In the Greek Water Polo Cup, N.O. Patras has reached the final 7 times, winning the trophy once. The team was the Greek Cup Winner in 1995, when they defeated Vouliagmeni 13-12 in the OAKA Indoor Aquatic Centre.
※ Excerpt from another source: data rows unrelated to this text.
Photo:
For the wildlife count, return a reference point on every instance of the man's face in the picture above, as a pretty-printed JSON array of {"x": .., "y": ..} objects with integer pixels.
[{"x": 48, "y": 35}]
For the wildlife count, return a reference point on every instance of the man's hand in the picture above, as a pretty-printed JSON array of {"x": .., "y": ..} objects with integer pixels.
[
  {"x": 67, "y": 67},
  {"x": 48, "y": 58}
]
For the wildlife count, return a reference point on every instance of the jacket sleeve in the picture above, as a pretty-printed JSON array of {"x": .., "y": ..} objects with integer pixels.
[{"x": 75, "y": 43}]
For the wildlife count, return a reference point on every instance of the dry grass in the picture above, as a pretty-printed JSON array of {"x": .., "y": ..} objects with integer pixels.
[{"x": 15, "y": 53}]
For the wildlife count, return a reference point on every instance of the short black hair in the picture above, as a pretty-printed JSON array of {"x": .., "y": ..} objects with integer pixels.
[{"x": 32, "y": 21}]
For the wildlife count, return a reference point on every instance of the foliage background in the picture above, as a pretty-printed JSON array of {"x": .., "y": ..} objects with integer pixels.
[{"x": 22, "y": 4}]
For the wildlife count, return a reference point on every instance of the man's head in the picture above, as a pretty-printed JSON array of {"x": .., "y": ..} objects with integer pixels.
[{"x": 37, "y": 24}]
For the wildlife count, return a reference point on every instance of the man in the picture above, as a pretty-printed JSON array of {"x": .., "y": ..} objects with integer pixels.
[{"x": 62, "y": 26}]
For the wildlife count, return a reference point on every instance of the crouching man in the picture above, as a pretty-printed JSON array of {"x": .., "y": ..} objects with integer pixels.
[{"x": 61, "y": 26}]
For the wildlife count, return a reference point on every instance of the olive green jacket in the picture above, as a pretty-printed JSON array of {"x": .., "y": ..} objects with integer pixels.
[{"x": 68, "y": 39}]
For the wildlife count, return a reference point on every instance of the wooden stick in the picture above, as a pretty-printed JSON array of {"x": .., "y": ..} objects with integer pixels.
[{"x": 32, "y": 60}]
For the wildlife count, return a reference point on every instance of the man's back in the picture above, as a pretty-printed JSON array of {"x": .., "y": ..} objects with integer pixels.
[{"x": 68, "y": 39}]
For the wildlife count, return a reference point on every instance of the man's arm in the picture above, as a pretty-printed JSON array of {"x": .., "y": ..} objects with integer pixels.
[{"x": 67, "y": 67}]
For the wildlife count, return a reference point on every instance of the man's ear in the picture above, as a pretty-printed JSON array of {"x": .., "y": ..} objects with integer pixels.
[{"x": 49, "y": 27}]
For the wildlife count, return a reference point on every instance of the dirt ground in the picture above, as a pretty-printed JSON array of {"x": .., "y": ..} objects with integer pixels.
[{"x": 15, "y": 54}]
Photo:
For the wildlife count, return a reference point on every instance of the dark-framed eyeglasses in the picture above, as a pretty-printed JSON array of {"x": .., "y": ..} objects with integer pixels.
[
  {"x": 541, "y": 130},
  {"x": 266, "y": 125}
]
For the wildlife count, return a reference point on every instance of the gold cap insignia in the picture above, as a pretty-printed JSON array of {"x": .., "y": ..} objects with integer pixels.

It was defeated in the following finals:

| 1958 | to Ethnikos Piraeus | 5–2 |
| 1992 | to Olympiacos | 9–8 |
| 1996 | to Vouliagmeni | 11–8 |
| 1997 | to Olympiacos | 9–8 |
| 1998 | to Olympiacos | 10–8 |
| 2005 | to Ethnikos Piraeus | 12–8 |

== European Cups ==

The greatest honour of NO Patras was in 1999 when they reached the LEN Trophy double finals against Újpest Budapest. In the first final, in Patras, NOP was defeated 7-12, while it won 9-10 in the second final in Budapest. Before reaching the final, NOP had eliminated Montpellier, Crişul Oradea, Adalar and Dynamo Lviv. In the quarter-finals they defeated Primorac Kotor and in the semi-finals the Real Canoe NC.

Another successful year for NOP in Europe was in 1992, when they reached the semi-finals of the LEN Cup Winners' Cup.